Giuseppe Piermarini (Italian pronunciation: [dʒuˈzɛppe ˌpjɛrmaˈriːni]; 18 July 1734 – 18 February 1808) was an Italian architect who trained with Luigi Vanvitelli in Rome and designed the Teatro alla Scala in Milan (1776–78), which remains the work by which he is remembered. Indeed, "il Piermarini" serves as an occasional euphemism for the celebrated opera house. Piermarini was appointed professor in the Academy of Fine Arts of Brera, better known as Brera Academy, Milan, when it was formally founded in 1776.

Piermarini was born at Foligno, then part of the Papal States. He was Vanvitelli's collaborator at Caserta, 1765-1769, when he removed to Milan. From his Milan base he reorganized the University of Pavia (1770) and the palazzo for the Accademia di Scienze e Belle Lettere, or Accademia Virgiliana, at Mantua (1773), where he also designed the façade of the neighbouring Teatro Bibiena. He designed the interior of the Maria Teresa Hall of the Biblioteca Braidense in Milan

With the Habsburg decision permanently to install an archduke at Milan, Piermarini was commissioned to reconstruct the ducal palace adjoining the cathedral as an appropriate city residence and to construct a wholly new country seat near Monza.

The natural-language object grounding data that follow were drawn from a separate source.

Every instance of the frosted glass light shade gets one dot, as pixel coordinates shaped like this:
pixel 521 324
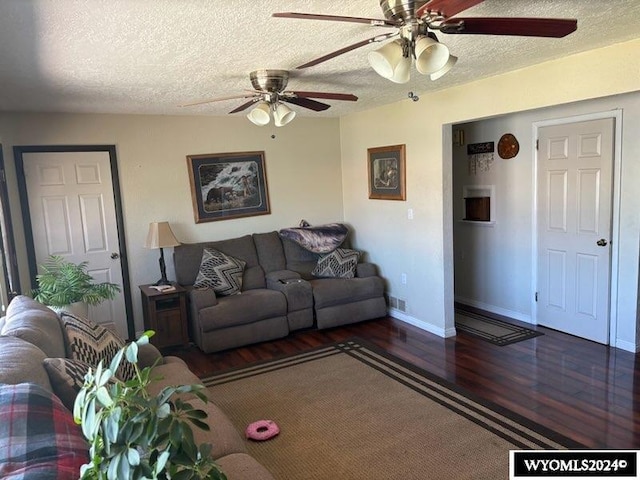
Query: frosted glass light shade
pixel 388 61
pixel 260 114
pixel 431 55
pixel 283 115
pixel 447 66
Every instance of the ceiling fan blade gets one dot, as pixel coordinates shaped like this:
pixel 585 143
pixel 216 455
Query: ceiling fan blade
pixel 330 96
pixel 527 27
pixel 307 103
pixel 244 106
pixel 448 8
pixel 376 22
pixel 329 56
pixel 219 99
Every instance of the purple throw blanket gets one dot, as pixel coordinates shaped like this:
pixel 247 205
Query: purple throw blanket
pixel 318 239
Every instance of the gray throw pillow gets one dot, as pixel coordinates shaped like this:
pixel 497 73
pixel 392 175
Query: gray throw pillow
pixel 341 263
pixel 220 272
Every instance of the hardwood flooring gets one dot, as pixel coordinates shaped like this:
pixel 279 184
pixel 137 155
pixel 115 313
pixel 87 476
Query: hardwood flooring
pixel 581 389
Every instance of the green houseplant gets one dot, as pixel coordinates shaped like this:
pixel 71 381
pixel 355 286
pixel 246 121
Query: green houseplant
pixel 63 283
pixel 135 435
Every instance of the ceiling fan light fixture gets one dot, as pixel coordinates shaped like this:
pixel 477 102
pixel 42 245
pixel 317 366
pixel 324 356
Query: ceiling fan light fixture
pixel 386 59
pixel 260 114
pixel 447 66
pixel 431 55
pixel 282 115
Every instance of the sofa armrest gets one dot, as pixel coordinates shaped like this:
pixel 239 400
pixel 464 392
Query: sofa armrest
pixel 148 355
pixel 276 279
pixel 202 298
pixel 366 269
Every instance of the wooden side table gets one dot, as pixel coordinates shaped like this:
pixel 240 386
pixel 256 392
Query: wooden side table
pixel 166 314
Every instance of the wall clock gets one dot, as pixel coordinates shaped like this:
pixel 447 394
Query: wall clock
pixel 508 146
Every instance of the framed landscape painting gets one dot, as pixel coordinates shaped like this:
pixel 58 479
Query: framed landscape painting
pixel 386 167
pixel 228 185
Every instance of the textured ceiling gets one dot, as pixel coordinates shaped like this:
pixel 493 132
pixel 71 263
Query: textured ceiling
pixel 150 56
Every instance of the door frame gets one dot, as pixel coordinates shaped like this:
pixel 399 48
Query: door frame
pixel 615 212
pixel 18 152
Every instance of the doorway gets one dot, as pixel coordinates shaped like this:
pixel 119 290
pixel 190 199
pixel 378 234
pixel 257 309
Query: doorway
pixel 576 230
pixel 71 207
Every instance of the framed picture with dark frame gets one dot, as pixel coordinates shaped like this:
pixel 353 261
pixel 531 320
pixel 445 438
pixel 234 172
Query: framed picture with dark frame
pixel 228 185
pixel 387 172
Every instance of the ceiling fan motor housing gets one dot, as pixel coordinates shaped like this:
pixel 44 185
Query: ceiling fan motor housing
pixel 400 10
pixel 269 80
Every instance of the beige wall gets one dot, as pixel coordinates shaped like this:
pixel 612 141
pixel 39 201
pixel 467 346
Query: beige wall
pixel 302 163
pixel 422 247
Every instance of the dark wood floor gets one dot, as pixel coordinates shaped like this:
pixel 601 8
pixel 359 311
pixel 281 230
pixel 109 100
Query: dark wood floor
pixel 584 390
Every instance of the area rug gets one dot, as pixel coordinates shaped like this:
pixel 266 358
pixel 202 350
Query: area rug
pixel 352 411
pixel 492 330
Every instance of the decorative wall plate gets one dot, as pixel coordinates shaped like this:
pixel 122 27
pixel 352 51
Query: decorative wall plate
pixel 508 146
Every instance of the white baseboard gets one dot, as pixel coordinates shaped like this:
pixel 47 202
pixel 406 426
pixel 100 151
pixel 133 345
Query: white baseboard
pixel 497 310
pixel 428 327
pixel 627 346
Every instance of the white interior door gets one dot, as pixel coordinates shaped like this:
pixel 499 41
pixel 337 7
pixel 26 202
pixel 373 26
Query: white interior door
pixel 72 209
pixel 575 163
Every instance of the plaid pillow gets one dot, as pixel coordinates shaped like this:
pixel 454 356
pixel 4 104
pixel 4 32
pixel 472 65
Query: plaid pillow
pixel 222 273
pixel 341 263
pixel 38 437
pixel 90 343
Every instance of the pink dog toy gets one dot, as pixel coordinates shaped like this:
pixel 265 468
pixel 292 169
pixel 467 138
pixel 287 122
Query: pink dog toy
pixel 262 430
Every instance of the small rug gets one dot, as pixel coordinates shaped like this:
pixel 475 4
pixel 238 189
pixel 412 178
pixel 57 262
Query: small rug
pixel 492 330
pixel 352 411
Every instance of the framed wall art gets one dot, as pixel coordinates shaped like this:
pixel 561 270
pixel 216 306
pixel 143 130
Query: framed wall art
pixel 387 172
pixel 228 185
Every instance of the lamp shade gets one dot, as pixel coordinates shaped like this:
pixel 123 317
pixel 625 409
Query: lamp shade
pixel 447 66
pixel 388 59
pixel 431 55
pixel 282 115
pixel 160 236
pixel 260 114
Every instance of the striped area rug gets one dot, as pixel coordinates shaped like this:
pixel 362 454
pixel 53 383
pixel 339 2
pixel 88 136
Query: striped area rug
pixel 491 329
pixel 352 411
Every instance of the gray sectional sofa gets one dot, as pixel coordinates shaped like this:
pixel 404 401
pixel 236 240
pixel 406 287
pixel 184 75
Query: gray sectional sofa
pixel 279 293
pixel 31 332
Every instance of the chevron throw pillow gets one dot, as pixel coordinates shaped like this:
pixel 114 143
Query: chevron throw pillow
pixel 341 263
pixel 220 272
pixel 90 343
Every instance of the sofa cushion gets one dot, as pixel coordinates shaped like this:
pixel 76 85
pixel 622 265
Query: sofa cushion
pixel 270 251
pixel 38 437
pixel 21 361
pixel 341 263
pixel 187 257
pixel 90 343
pixel 35 323
pixel 248 307
pixel 220 272
pixel 337 291
pixel 66 377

For the Royal Palace of Milan, Piermarini successfully avoided competition with the rich Gothic front of the cathedral with his sober neoclassical façade (1773–80) and created the Piazzetta Reale, as part of his urbanistic projects in the city centre. For the Royal Villa of Monza, (1776 onwards), successive changes adapted the original pleasure villa to a seat of court. In 1779 Piermarini was officially named architect of the Imperial Kingdom, a position he had occupied in fact for several years.